After some recordings were made, the some committee members began to have doubts about the id. We then reached out to some experts to gain insight into the identity of this bird. Their comments came back with comments that pointed to a potential hybrid Alder/Willow Flycatcher, [“Traill’s Flycatcher” in past eras] rather than a full Alder. In some ways, a hybrid is even more rare than a ‘pure’ Alder. They just aren’t documented very often.
For easy reference, here are comments from Arch McCallum, noted expert on the Traill’s Flycatcher complex and Tayler Brooks, of Cornell Labs:
… The three sounds on the Pullen cut are not typical of any standard vocalization of either Alder or Willow,
or for that matter, White-throated, known to me.
These sounds are aberrant, and the bird could be, probably is, a hybrid. Hybrids are great, because they help us figure out homologies. Which of the three Willow song-types are homologous with Alder's "Feebeeo?" I don't as yet have any ideas for how this sample helps us answer that question, partly because it's Alder-like.
The two-note songs most resemble Feebeeo. The first note rises too high and the second note ends too soon, but they are more like Feebeeo than any other vocalization in either repertoire.
On every cut the bird sang either the two-note song, or occasionally the one-note song. The lack of variety is the second point in favor of Alder.
A third point would be the presence of a frequently used Pip call, although Willows occasionally use this sound.
A fourth point would be the frequent use of the Double-Peak call, which Alders use a lot and Willows seldom use. I hope someone will get out there with professional recording equipment and get some long cuts. Even if it is a hybrid, Cornell should be happy to have good material from a hybrid.
So, he has Alder genes, he's just not a "good" Alder, and therefore probably not a "pure" Alder.

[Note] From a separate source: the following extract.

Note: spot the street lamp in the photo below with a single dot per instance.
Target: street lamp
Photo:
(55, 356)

When you listen to the anonymous eBirder's recording (ML106786991), do you hear WIFLs calling in the background as well? Looking at the calls at 10 and 19 seconds in particular, these calls are a closer match for some of WIFL's 'pip' calls than ALFL. WIFL pips are longer, but span a similar range of frequencies, so on the spectrogram they look like a shallower upside down V shape. ALFLs pips are shorter, so look more sharply peaked. There are in fact a few more sharply peaked 'pip' calls in this same recording, but can we be sure all the 'pip' calls in this person's recording are all coming from the same bird?

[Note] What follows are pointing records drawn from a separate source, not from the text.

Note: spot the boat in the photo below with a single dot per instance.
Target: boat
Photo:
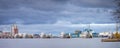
(110, 40)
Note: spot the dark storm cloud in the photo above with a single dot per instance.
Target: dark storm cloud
(48, 11)
(95, 3)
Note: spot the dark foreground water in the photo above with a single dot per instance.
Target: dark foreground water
(57, 43)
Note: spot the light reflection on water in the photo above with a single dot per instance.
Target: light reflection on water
(57, 43)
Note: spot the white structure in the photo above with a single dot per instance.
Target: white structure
(42, 35)
(62, 34)
(103, 34)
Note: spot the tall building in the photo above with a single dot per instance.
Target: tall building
(14, 29)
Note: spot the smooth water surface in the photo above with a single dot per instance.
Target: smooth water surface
(57, 43)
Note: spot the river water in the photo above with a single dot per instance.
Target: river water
(57, 43)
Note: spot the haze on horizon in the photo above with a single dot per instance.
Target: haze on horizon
(55, 15)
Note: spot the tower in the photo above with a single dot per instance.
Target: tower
(14, 29)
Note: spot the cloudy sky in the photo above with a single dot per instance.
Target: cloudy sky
(56, 15)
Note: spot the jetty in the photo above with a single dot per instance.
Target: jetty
(110, 40)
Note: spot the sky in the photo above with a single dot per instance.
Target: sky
(35, 16)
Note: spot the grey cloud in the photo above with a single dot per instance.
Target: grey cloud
(50, 11)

In your recording (ML106806261), the oddness continues showing a few more intermediate characteristics between what is typical for ALFL/WIFL to my eyes. I think the specific vocalization in this recording is the ALFL "zweeoo" call, #6 in the McCallum's reference site I sent earlier. As you can see for ALFL, the call begins with deep modulation before becoming clear in the second half of the call, creating an overslurred effect. The second call in this clip is the weird one, seeming as if the call nearly becomes disyllabic midway through. Instead of being a cleanly arching overslur, there's a kink at the top of the overslur. WIFL's version of the 'zweeoo' call (#5 in McCallum's reference) is disyllabic. With other putative hybrid tyrannids I've seen recordings of, a recurring theme in extended recordings of these birds is that they give a mixture of calls that sound pretty typical of one of their parents, combined with some calls that show intermediate characteristics the two parent species. That might be going on there, but that's hard to tell.

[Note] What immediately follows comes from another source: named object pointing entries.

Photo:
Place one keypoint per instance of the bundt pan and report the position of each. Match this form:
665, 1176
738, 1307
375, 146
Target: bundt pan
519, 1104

Overall, there was enough consistent doubt about the identity of this bird to prevent acceptance as a solid Alder Flycatcher. As one of the people who listened to this bird and thought I was hearing Alder too, it was a great learning experience to hear from these experts and gain better insight into the difficulty this species id entails.
Sorry for everyone removing a species from their lists, and I hope this has been a little informative.